I shake my head. ‘I feel bad. There’s nothing wrong with him.’

‘Nothing except that he’s never home and you’ve found yourself someone else. It’s called growing, Pete. When was the last time you told him you love him?’

‘I can’t remember.’

‘Hmm.’

Taylor sounds like a mother when she says hmm.

‘Just because I can’t remember, doesn’t mean I don’t. It’s not like you’ve got a little love-barometer on your bedside table and you check it every night when you’re making sure your alarm is set.’

‘Alarm? Who sets an alarm anymore? See how easy it is to talk crap?’

I hadn’t noticed I wasn’t saying I love you. I’ve said it to BJ. I think of loving Mark as a
love your work
type of thing.
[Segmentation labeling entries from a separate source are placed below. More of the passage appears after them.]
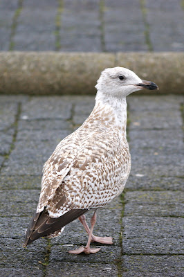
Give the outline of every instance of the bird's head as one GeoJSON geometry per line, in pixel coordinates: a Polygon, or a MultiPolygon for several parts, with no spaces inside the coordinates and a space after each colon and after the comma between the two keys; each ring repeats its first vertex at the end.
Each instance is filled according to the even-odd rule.
{"type": "Polygon", "coordinates": [[[158,89],[155,83],[141,80],[134,72],[124,67],[104,69],[95,88],[107,96],[120,98],[142,89],[158,89]]]}

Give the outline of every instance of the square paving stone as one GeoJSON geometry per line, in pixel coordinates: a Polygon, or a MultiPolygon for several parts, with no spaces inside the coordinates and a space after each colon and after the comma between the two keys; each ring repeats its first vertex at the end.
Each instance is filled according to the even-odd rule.
{"type": "Polygon", "coordinates": [[[131,174],[134,175],[183,177],[183,154],[180,152],[154,153],[149,149],[131,150],[131,174]]]}
{"type": "Polygon", "coordinates": [[[4,131],[14,125],[17,109],[17,103],[0,101],[0,131],[4,131]]]}
{"type": "Polygon", "coordinates": [[[122,277],[183,276],[182,256],[124,256],[122,277]]]}
{"type": "Polygon", "coordinates": [[[121,248],[116,246],[110,245],[95,245],[91,244],[93,248],[101,248],[101,250],[95,255],[86,255],[81,253],[80,255],[74,255],[68,253],[69,250],[76,249],[82,245],[85,246],[86,244],[80,245],[53,245],[51,247],[49,263],[55,265],[55,262],[85,262],[85,263],[111,263],[116,262],[116,260],[119,260],[121,255],[121,248]]]}
{"type": "Polygon", "coordinates": [[[0,132],[0,154],[5,155],[10,150],[15,129],[10,128],[7,131],[0,132]]]}
{"type": "MultiPolygon", "coordinates": [[[[117,199],[111,202],[104,208],[97,211],[97,222],[94,227],[93,234],[100,237],[111,236],[115,246],[120,245],[121,225],[120,224],[121,209],[120,201],[117,199]]],[[[93,211],[85,214],[86,222],[90,227],[90,220],[93,211]]],[[[53,244],[85,244],[88,235],[79,220],[76,220],[65,226],[64,231],[59,237],[51,240],[53,244]]],[[[95,243],[96,245],[102,245],[95,243]]]]}
{"type": "Polygon", "coordinates": [[[177,95],[136,96],[132,94],[127,98],[130,114],[134,111],[178,111],[183,102],[183,96],[177,95]]]}
{"type": "Polygon", "coordinates": [[[15,268],[0,268],[0,276],[1,277],[44,277],[44,271],[41,269],[15,269],[15,268]]]}
{"type": "Polygon", "coordinates": [[[4,175],[40,175],[57,145],[70,134],[66,130],[20,131],[15,149],[4,163],[4,175]]]}
{"type": "Polygon", "coordinates": [[[24,105],[21,119],[69,119],[71,107],[62,96],[33,97],[24,105]]]}
{"type": "MultiPolygon", "coordinates": [[[[30,216],[1,217],[0,238],[19,239],[21,241],[21,244],[23,244],[25,232],[30,220],[30,216]]],[[[45,240],[40,239],[39,240],[40,244],[41,241],[42,241],[43,244],[45,244],[45,240]]]]}
{"type": "Polygon", "coordinates": [[[184,190],[183,179],[178,177],[163,177],[158,176],[138,175],[131,172],[125,190],[184,190]]]}
{"type": "Polygon", "coordinates": [[[123,253],[183,254],[183,218],[131,216],[122,220],[123,253]]]}
{"type": "Polygon", "coordinates": [[[41,175],[0,175],[0,190],[41,190],[41,175]]]}
{"type": "Polygon", "coordinates": [[[19,120],[19,130],[62,130],[72,128],[72,123],[69,120],[62,119],[39,119],[39,120],[19,120]]]}
{"type": "Polygon", "coordinates": [[[182,126],[179,109],[130,112],[129,120],[129,129],[176,129],[182,126]]]}
{"type": "Polygon", "coordinates": [[[32,216],[38,203],[39,190],[1,190],[1,217],[32,216]]]}
{"type": "Polygon", "coordinates": [[[0,239],[0,268],[31,269],[43,268],[46,255],[46,242],[35,242],[26,249],[22,247],[22,240],[12,238],[0,239]]]}
{"type": "Polygon", "coordinates": [[[3,156],[0,156],[0,167],[2,166],[4,161],[5,157],[3,156]]]}
{"type": "Polygon", "coordinates": [[[157,154],[181,152],[183,147],[182,129],[163,130],[129,130],[129,146],[134,149],[151,149],[157,154]]]}
{"type": "Polygon", "coordinates": [[[92,262],[50,262],[46,269],[46,277],[81,276],[115,277],[118,276],[116,266],[111,263],[99,265],[92,262]]]}
{"type": "Polygon", "coordinates": [[[183,199],[181,191],[127,192],[124,215],[183,217],[183,199]]]}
I love M*A*S*H, love vanilla ice-cream, love Melbourne, love Mark.

‘You could do more of this,’ she gestures at me, my surroundings. ‘Keep sitting at your desk with your face in your hands, moaning.’

‘I was moaning?’

‘I thought you were having a baby. Or an orgasm.’

An orgasm would be great about now. It’d mean that I wasn’t here having this conversation, that I was in bed with BJ or by myself.

‘Please Taylor, will you come with me when I speak to Mark?’

‘No way. I’m not driving your getaway car. Try to work things out with him, or stop trying to have it all. It’s a bad look. Trust me, I know.’

‘I’ll think about it.’

‘I hate it when you say you’ll think about it, Pete. It’s passive.’

‘I’ll do it. I’ll talk to him.’

I stand up, make it real. Start shoving things into my bag, switch my laptop off, wait for the screen to go dark before I close it.